Au cours de 1906, la prospérité américaine atteignit un degré extraordinaire. Ce n’était du reste que le développement d’une situation qui, depuis longtemps, apparaissait aux yeux de tout observateur attentif et dont un petit nombre de chiffres suffisent à attester l’éclat. Les États-Unis fournissent en ce moment environ la moitié du fer et de l’acier, les deux cinquièmes du charbon, le tiers du plomb, les trois cinquièmes du cuivre, plus du quart du zinc, près du quart de l’or, plus de la moitié de l’argent, les trois quarts du coton, les trois cinquièmes du pétrole produit dans le monde. Ils exportent des céréales et de la viande en quantités considérables. Leur récolte en froment, maïs et avoine a été en 1906 de 4 627 millions de boisseaux, soit environ 1 600 millions d’hectolitres. Ils possèdent un réseau de chemins de fer de 360 000 kilomètres, supérieur d’environ 20 000 kilomètres à tous ceux de l’Europe réunis. Leur commerce extérieur à lui seul, qui ne représente qu’un bien faible volume par rapport à celui du commerce intérieur, se chiffre par plus de 15 milliards de francs, et les exportations en 1906 ont dépassé les importations de 2 700 millions de francs. Le budget fédéral 1906-1907 s’est soldé par un excédent de 300 millions de francs, et le capital de la Dette fédérale ne dépasse pas 11 milliards de francs : si on déduit de cette dette l’encaisse du Trésor qui contient l’un des plus gros stocks d’or du globe, elle n’atteint pas 5 milliards, fardeau léger pour une population de 85 millions d’habitans.
Nous pourrions continuer cette statistique et énumérer bien d’autres élémens encore d’une vitalité qui a rempli le monde d’étonnement et d’admiration. Elle s’est traduite à un moment donné par une animation extraordinaire des bourses, ces vastes marchés financiers où viennent aujourd’hui se manifester les résultats de la plupart des entreprises, où se cotent les crédits des États et des sociétés particulières, où chaque pulsation de la vie économique pour ainsi dire se répercute instantanément, où le plus souvent même l’avenir est escompté, tant l’effort des intelligences tendues vers un même but, c’est-à-dire occupées à calculer le cours probable des événemens, amène une perception nette du lendemain. Les actions des chemins de fer américains, au cours de l’été de 1906, furent poussées à des hauteurs que beaucoup d’entre elles n’avaient jamais connues : cette ascension rapide paraissait justifiée par des déclarations de dividendes qui, dans quelques cas, passèrent du simple au double ; l’Union Pacific donnait 10 pour 100, la Southern Pacific 5 pour 100, et la Bourse les capitalisait en général au denier vingt, ce qui ne semblait pas exagéré. Les actions d’un grand nombre d’entreprises industrielles suivaient la même marche : celles de la célèbre corporation de l’acier, qui au début du siècle étaient tombées à quelques dollars, s’élevaient au cours de 50, et le reste à l’avenant.
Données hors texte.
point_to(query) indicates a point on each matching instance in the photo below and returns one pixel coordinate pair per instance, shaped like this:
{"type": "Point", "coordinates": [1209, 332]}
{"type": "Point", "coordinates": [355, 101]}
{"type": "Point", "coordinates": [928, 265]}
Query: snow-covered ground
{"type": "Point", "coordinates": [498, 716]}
Cependant, après l’apogée de ce mouvement de hausse, qui eut lieu au mois d’août 1906 et qui coïncida avec des déclarations imprévues de dividendes sur les principales lignes de chemins de fer, une certaine hésitation se fit sentir. Les gens sages pensaient que ces augmentations de dividendes, si même les recettes les justifiaient, auraient gagné à être réparties sur quelques exercices. D’autres critiquaient les opérations gigantesques par lesquelles plusieurs compagnies de chemins de fer avaient acheté ou vendu d’énormes quantités d’actions d’autres lignes dont elles voulaient s’assurer le contrôle, ou le céder à des tiers. Ensuite, fait plus significatif, les besoins de capitaux s’annonçaient comme devant être considérables : les chemins de fer en particulier, tout en accusant des recettes en progression rapide et en faisant apparaître dans leurs bilans des bénéfices importans, préparaient des appels au crédit sous toutes les formes, afin de procéder à des travaux d’extension et d’amélioration. Beaucoup d’entre eux, et ce furent peut-être les plus sages, créèrent de nouvelles actions : la compagnie de Pensylvanie, qui passe pour l’une des premières et des mieux administrées, doubla son capital, qui s’élève maintenant au chiffre respectable de 400 millions de dollars, soit plus de 2 milliards de francs. D’autres émirent des obligations à la mode américaine, c’est-à-dire remboursables en bloc à une date déterminée ; plusieurs de ces catégories d’obligations donnent à leur possesseur le droit d’en demander l’échange, pendant une période qui atteint parfois jusqu’à dix années, contre des actions de la compagnie à un cours fixé d’avance. Enfin, certaines entreprises, voyant qu’elles ne pouvaient placer ni actions ni obligations à long terme, contractèrent une dette flottante au moyen de l’émission de bons à courte échéance, que les Américains désignent du nom de notes, et qui sont en général remboursables à un, deux ou trois ans de date.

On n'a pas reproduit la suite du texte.